When we rang the doorbell, Mark’s dad greeted us at the door, told us to keep our shoes on, and sent us downstairs to the rec room—a wide open space, completely dark except for a few strings of colored Christmas lights draped from the ceiling. A long table with a plastic checkered tablecloth stood against the wall with bowls full of chips and cheese sticks. Beneath it, there was a cooler on the floor, filled with ice and canned pop. Bon Jovi’s
Wanted Dead or Alive
was blasting from a stereo in the corner, and though it was precisely 8:00 p.m., we realized we were early. There were only three girls in the room, seated on the brown sofa. We had no idea who they were, and we were too shy to go and talk to them.

“Let’s get something to drink,” Gordon said as we moved across the room to the snack table. We busied ourselves with cheese sticks and cola, and looked up uneasily when Mark Hennigar came bounding heavily down the stairs with about six guys.

To our immense relief, he gave us a nod and said, “Hey guys,” before he leaped onto the sofa next to the girls and made them laugh and squeal.

The other guys went to change the music, and I felt about as comfortable as a zebra in a raincoat.

Then the doorbell rang. I heard the sound of laughter and conversation upstairs. About thirty seconds later, the basement was full of kids—but still, we didn’t know anyone very well.

I never felt so uncomfortable in my life. I just wanted to sink through the floor and crawl home. Gordon looked pale and fidgety.

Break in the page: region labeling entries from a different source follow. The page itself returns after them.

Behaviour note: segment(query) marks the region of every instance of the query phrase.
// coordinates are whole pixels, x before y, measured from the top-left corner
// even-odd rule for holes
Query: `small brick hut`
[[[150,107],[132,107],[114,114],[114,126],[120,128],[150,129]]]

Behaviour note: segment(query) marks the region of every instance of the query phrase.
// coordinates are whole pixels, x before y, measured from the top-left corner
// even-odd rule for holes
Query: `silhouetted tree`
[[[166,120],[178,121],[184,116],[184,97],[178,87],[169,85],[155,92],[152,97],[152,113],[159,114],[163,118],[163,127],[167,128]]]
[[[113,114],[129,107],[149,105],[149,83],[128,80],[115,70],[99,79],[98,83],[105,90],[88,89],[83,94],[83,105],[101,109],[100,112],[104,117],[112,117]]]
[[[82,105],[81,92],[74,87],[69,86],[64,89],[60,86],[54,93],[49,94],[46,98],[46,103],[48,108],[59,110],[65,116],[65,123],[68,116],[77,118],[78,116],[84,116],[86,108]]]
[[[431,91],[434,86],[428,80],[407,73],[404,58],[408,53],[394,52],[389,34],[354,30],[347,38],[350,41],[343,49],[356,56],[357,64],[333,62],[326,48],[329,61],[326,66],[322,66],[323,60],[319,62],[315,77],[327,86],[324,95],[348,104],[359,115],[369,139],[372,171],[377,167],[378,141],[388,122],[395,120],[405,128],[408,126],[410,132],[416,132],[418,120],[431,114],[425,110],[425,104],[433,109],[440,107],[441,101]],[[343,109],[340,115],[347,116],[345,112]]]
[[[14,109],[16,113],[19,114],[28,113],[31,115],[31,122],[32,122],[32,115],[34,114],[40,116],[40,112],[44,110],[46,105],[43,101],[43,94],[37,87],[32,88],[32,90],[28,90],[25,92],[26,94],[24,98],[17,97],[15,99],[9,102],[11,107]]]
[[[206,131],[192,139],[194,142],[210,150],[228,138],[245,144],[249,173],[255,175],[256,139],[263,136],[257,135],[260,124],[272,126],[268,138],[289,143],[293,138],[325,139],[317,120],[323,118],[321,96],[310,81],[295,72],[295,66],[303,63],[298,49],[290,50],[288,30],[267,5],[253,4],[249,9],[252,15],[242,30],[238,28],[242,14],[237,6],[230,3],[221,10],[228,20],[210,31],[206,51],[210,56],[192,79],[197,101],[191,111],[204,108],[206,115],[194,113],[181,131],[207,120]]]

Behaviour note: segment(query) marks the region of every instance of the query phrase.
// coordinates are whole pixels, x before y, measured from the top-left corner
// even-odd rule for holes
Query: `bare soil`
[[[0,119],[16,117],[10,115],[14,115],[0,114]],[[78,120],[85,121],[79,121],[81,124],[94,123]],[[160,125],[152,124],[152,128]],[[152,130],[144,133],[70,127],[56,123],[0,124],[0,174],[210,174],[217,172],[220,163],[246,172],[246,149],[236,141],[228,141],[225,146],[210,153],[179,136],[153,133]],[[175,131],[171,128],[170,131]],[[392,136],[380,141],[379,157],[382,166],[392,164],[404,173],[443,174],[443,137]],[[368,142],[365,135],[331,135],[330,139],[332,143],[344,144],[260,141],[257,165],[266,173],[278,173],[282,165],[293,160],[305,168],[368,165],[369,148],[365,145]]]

Then the doorbell rang again.

I watched the stairs expectantly.

My heart dropped.

There she was.
At last.

Jeannie and her friends came hurrying down. She paused on the bottom step, scanned the dimly lit room for a moment, and found me. Our eyes met and her face lit up with a smile. She waved at me, and suddenly I had no desire to leave the party. Somehow I knew I was exactly where I was meant to be.

Looking back on it now, I recognize how true that sentiment was—even though the night turned out to be as disastrous as any night can be when you’re thirteen years old, and head over heels in love with the prettiest girl in school.

Chapter Five

Shortly before 10:00 p.m., a bunch of kids went outside to sit on white plastic lawn chairs arranged in a circle on the grass, even though it was the middle of October and too cold to be sitting outside without a jacket.

The cold didn’t bother
me
of course. How could it, when I was feeling on top of the world—because five minutes earlier, Jeannie and I had slow danced in the dark, and I was brave enough to kiss her—to make out with her, actually—to the tune of Lionel Richie’s
Hello
.

Afterward, Gordon questioned me insistently about what it was like, but I didn’t want to talk about the particulars. It was private, between me and Jeannie. She and I were an item now, and I was already planning when and how I would ask her to junior prom, which was still an entire school year away.

Gordon and I sat down on a couple of chairs under the deck because we didn’t know anyone on the grass. I checked my watch. My parents expected us home by 11:00, and it was almost 10:30.

Then the most unexpected thing happened. That new girl, Millicent, spotted us and approached, stomping up the grass as if she were on a mission. Gordon sucked in a breath, and I wondered if he might have a thing for her, because she was kind of cute. Not beautiful like Jeannie, but there was something awkward and nerdy about her, which Gordon probably found attractive.

“Hi Jack,” she said, standing in front of us.

“Hi Millicent,” I replied.

She shifted uneasily and looked around. “Are you having fun?”

“Yeah, it’s an okay party,” I replied, even though on the inside, I was bouncing up and down on a mental pogo stick.